Network devices are servers, switches, routers, printers, and more. Any such device with an IP address can be monitored by FrameFlow. After adding your network devices to Frameflow, you can begin to monitor them and receive alerts about their status and current condition.

Adding Network Devices

Event Monitors

Event monitors are tasks that run at regular intervals and test the health of your systems. You can set event monitors to measure bandwidth, connection speed, drive space, and more. There are over 100 kinds of event monitors, each designed to monitor specific conditions that may arise with all types of network devices.

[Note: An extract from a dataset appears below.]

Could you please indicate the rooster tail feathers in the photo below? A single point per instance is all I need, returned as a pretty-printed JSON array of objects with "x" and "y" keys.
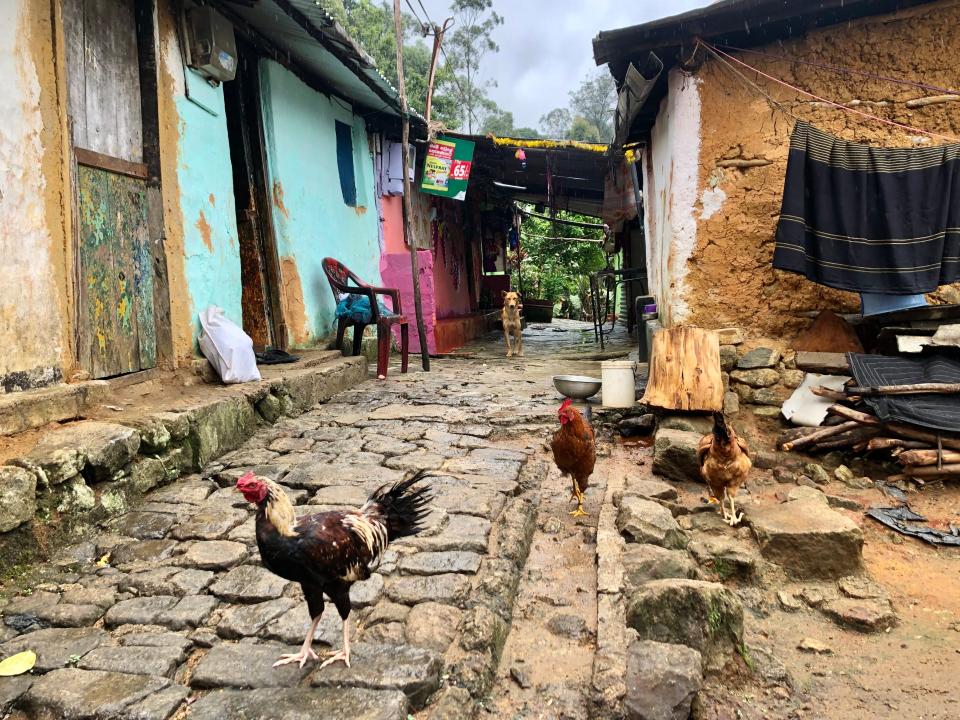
[{"x": 401, "y": 505}]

Ping Event Monitor Results

Event History

The event history section is where you'll find a list showing the results of event monitoring over time. This tool is useful for tracking the history of the performance of your network devices to understand the conditions that preceded an alert or decline in performance.

Tickets

Tickets let administrators record/assign updates and configuration changes they made as they responded to alerts and monitoring results. This allows multiple system administrators to stay up to date on the latest system changes: who made them and why they happened.

Ticket Entries

Reports

Reports provide a long-term view of network and system health. Changes made weeks or months ago can be tracked here to determine their overall effect. Reports provide graphs that lay out the long-term performance trends for your devices. Reports can be viewed within the FrameFlow interface or can be set up to go straight to emails.

Authentication Profiles

FrameFlow is an agentless monitoring system. This means you never need to install anything on the systems being monitored. Instead, FrameFlow uses standard network protocols to connect to systems and retrieve monitoring data. To do this, it needs credentials to authenticate with the systems that will be monitored. An authentication profile is a set of credentials (username and password) that have been assigned a name. You can assign a profile to a device or an event monitor. If you need to change credentials, you can update the profile and all devices and event monitors using that profile will register the changes automatically.

Notification Profiles

Notification profiles let you define a collection of alerts and actions that will occur based on monitoring results. Examples include sending emails to one or more recipients, running scripts, writing to log files, or sending alerts via our telemetry service. You can customize who receives these alerts and at what level they are notified.

SNMP Profiles

SNMP profiles are just like authentication profiles, but they are used for SNMP monitoring. With SNMPv1 and SNMPv2c, you can specify the community string used to connect to your network devices. With SNMPv3, you can specify credentials and encryption levels for the monitoring connection.

Maintenance Window Profiles

Maintenance window profiles are useful to suppress alerts for a period during which you know systems will be unavailable due to upgrades or other planned maintenance. You can define one-time maintenance windows, such as a two-hour period that occurs sometime in the future, or define recurring maintenance windows, such as every Sunday at midnight.

One-time Maintenance Window

Tags

Tags are informational items that you can assign to your devices or event monitors. They can be used for purely informational purposes, for example, defining a vendor or contact name for a particular. You can also use them for monitoring purposes, like setting an event monitor to check all devices that have a particular tag. For example, all devices tagged "laptop" can be organized in this way. You can also use tags to define who will be alerted when a particular check fails.

Telemetry

Telemetry is a free add-on service for your FrameFlow subscription that adds cloud-based alerting and a companion mobile app with push notifications. These notifications can come in the form of email alerts, texts, or automated voice calls straight to your cell phone, depending on your needs.

Telemetry App

Summary

In this tutorial, we introduced you to some of the important terms and terminology you will encounter while using FrameFlow to build your monitoring configuration. By becoming familiar with these terms, you will be able to navigate through the interface more fluidly.